Peter Pet was picked up by his mistress. Peter was a greyish Lhasa apso. He was an adorable little one and she cuddled him. She then handed him on to his master who hugged Peter like a baby. Peter lapped up all the attention.
Paula Pooch was a skinny dog with light brown hair. She was a chihuahua. She was rather fussy and ran around the playground.
Harriet Houndstooth was a fine-looking black Labrador. She was happy walking along the street with the people looking after her – George, Anne Marie and a little boy named Gonjy. Harriet was quiet.
Bobby Barker was on the other side of the street. Bobby was a chao. He annoyed everyone by barking all the time.
Suzy Snout was licking her snout all the time. She was a Labrador. It was a very pretty snout.
A terrified cat ran for its life down the street. It was pursued by Charlie Chaseacat. He was very partial to chasing cats! Charlie was an Alsatian.
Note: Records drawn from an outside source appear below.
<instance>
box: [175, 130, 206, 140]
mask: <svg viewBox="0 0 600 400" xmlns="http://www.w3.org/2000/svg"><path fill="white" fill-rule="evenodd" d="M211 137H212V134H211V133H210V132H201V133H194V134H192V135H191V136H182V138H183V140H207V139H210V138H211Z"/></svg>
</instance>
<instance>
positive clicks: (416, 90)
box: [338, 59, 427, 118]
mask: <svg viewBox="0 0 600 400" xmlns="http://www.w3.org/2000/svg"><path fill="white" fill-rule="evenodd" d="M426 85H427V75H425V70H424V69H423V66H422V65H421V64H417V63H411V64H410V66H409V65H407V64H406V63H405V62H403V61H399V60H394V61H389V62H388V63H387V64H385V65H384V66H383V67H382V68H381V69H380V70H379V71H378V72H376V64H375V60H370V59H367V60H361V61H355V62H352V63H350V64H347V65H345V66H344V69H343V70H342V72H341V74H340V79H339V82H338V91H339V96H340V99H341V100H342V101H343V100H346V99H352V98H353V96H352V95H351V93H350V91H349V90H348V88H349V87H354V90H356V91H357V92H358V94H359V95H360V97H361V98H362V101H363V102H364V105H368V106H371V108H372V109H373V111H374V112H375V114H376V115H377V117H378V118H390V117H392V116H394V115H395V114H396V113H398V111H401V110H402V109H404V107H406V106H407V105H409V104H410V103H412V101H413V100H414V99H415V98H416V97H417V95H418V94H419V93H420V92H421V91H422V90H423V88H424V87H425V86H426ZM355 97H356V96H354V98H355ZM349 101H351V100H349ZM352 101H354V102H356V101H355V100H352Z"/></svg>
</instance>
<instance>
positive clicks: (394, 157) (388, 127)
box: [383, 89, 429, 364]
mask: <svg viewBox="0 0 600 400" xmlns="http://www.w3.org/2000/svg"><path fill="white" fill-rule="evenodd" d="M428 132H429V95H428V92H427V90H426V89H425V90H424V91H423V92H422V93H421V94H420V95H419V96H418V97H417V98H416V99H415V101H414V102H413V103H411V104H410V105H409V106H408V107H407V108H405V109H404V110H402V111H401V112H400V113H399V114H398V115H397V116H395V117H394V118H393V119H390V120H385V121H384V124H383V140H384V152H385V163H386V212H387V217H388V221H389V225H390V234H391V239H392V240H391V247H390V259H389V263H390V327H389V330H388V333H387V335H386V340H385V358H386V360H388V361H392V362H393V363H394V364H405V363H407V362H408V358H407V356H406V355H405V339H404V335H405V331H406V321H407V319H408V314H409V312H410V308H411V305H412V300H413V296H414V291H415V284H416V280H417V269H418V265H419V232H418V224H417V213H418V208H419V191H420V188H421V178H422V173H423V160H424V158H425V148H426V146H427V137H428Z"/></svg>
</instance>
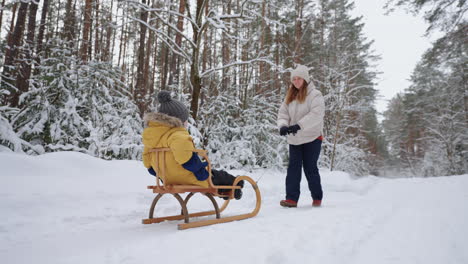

Later on, Dogbert saw a spaniel named Sammy Stinkysmell. Dogbert ran to the far side of the street. He always gave Sammy a wide berth because Sammy’s stench would sicken a skunk. Sammy’s mistress was a very stuck-up woman who was always dressed up to the nines in Prada skirt suits and stilettoes. Luckily for her she had no sense of smell. But she still always had her nose high in the air. The mistress was also rich – richer than the stench from under Sammy’s tail. Now that’s really saying something!
Dogbert was stunned to see a dog named Anna Banana. She too was an Alsatian or German shepherd some prefer to say. Anna was able to peel a banana. She is the only dog in the world who can do that. It was rumoured that she could also open doors. She would stand on her hind legs and depress the door handle and either push the door forward or else walk backwards to pull the door open. Next thing she would be able to rob banks. But who would drive the getaway car?